Learning Hierarchically Consistent Disentanglement with Multi-Channel Augmentation for Public Security-Oriented Sketch Person Re-Identification.
Yu Ye, Zhihong Sun, Jun Chen
Abstract
Open AccessSketch re-identification (Re-ID) aims to retrieve pedestrian photographs in the gallery dataset by a query sketch image drawn by professionals, which is crucial for criminal investigations and missing person searches in the field of public security. The main challenge of this task lies in bridging the significant modality gap between sketches and photos while extracting discriminative modality-invariant features. However, information asymmetry between sketches and RGB photographs, particularly the differences in color information, severely interferes with cross-modal matching processes. To address this challenge, we propose a novel network architecture that integrates multi-channel augmentation with hierarchically consistent disentanglement learning. Specifically, a multi-channel augmentation module is developed to mitigate the interference of color bias in cross-modal matching.
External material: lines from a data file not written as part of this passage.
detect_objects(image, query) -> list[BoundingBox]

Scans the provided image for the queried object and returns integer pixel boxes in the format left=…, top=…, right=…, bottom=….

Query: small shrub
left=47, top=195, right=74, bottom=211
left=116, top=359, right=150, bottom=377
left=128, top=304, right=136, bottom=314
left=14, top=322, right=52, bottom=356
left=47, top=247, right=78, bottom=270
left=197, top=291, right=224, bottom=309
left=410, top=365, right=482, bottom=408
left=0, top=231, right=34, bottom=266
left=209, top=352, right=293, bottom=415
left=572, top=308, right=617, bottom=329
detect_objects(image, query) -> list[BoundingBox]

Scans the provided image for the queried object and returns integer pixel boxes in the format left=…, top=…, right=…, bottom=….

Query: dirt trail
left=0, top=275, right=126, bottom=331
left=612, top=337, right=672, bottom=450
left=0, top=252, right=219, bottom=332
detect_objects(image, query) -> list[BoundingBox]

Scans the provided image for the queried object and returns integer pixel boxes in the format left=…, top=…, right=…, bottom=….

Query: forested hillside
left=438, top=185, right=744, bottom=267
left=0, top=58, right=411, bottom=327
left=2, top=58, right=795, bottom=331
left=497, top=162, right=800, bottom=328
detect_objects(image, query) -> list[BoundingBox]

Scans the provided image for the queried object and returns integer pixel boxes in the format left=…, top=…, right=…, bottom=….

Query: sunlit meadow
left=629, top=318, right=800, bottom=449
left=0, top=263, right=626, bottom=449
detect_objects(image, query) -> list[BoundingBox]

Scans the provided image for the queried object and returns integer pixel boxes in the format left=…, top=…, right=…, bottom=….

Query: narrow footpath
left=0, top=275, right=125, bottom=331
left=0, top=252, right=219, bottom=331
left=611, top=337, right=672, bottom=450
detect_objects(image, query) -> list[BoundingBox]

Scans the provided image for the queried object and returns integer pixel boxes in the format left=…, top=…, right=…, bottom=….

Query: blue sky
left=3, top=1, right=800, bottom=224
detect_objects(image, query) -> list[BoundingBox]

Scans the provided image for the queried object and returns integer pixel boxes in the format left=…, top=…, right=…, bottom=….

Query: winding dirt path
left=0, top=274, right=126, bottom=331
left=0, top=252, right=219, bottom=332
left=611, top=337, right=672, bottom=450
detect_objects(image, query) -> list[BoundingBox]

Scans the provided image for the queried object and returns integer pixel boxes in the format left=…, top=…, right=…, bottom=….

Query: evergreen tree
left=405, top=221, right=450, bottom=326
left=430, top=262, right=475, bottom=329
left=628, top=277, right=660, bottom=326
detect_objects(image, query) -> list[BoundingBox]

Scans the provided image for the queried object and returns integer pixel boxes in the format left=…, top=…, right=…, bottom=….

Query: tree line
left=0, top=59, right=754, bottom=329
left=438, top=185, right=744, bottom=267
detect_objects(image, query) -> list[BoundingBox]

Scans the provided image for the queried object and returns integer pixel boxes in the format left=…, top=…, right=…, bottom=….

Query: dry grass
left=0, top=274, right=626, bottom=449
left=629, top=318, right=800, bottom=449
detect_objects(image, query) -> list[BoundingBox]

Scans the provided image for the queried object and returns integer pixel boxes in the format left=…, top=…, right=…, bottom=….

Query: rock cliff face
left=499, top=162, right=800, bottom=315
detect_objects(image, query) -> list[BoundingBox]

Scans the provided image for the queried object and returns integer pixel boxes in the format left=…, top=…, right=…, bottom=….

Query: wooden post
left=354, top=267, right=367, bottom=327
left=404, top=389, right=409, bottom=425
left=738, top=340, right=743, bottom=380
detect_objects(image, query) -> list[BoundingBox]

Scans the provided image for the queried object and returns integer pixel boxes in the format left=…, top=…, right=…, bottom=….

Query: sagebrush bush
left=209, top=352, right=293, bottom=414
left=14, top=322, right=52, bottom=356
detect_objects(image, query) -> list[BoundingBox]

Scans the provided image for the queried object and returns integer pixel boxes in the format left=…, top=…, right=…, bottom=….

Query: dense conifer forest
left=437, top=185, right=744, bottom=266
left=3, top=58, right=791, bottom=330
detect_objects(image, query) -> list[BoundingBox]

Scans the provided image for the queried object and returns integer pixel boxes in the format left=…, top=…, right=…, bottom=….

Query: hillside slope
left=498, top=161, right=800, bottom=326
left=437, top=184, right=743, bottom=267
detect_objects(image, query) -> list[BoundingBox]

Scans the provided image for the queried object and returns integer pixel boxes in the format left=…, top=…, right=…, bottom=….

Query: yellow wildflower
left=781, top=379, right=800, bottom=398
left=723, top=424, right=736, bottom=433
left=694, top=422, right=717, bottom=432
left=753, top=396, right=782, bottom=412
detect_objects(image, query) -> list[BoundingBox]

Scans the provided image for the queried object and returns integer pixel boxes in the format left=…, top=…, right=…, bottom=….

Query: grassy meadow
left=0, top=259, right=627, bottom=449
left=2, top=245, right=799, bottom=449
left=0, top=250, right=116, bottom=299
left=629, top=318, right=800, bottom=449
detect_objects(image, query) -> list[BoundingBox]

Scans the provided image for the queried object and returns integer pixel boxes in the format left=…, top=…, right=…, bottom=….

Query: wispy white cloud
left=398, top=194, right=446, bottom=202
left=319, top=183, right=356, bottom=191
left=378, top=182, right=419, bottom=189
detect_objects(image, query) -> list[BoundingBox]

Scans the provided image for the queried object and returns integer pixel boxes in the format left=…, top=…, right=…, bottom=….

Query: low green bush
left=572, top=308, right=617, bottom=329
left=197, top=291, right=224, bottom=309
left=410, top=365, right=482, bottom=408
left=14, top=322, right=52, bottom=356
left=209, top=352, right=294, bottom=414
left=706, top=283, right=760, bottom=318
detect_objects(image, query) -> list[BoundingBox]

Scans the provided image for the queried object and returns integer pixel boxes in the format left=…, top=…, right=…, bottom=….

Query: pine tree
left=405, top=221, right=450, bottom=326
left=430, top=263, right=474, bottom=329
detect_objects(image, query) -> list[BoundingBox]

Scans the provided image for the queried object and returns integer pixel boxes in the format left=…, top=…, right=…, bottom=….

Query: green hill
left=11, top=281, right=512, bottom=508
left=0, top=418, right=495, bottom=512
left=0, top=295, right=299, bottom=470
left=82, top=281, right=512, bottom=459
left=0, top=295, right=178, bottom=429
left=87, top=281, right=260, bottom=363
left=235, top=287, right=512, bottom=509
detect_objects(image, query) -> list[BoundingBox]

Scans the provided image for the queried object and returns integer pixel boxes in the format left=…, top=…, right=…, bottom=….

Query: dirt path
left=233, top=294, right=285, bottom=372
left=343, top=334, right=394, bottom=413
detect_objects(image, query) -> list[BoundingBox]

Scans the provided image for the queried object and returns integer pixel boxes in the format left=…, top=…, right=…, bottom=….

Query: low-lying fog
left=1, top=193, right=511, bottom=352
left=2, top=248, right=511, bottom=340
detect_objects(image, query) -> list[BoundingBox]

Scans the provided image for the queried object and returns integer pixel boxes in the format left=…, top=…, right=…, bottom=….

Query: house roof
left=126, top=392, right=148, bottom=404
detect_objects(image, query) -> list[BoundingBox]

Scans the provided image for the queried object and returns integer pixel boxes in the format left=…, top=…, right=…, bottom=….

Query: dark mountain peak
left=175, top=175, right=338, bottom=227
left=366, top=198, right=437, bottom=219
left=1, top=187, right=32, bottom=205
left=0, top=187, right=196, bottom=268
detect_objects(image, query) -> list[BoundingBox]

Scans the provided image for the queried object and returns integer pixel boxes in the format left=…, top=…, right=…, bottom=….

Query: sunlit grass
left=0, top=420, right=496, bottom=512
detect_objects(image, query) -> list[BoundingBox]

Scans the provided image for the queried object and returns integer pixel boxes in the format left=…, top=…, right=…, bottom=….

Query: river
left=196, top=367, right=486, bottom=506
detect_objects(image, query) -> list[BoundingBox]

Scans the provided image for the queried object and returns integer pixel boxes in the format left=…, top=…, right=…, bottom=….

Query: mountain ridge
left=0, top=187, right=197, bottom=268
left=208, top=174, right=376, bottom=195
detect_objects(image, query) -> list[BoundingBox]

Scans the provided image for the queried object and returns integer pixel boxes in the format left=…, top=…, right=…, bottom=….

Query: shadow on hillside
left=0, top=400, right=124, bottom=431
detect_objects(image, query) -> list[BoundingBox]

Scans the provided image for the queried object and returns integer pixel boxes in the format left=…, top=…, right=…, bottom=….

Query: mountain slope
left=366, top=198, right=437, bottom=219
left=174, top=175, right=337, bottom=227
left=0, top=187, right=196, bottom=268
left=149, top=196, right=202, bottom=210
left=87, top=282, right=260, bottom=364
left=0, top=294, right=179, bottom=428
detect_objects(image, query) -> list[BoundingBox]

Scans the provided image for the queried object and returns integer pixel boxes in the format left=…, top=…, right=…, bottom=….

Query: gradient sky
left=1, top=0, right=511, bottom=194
Furthermore, a modality-disentangled prototype(MDP) module is introduced to decompose pedestrian representations at the feature level into modality-invariant structural prototypes and modality-specific appearance prototypes. Additionally, a cross-layer decoupling consistency constraint is designed to ensure the semantic coherence of disentangled prototypes across different network layers and to improve the stability of the whole decoupling process. Extensive experimental results on two public datasets demonstrate the superiority of our proposed approach over state-of-the-art methods.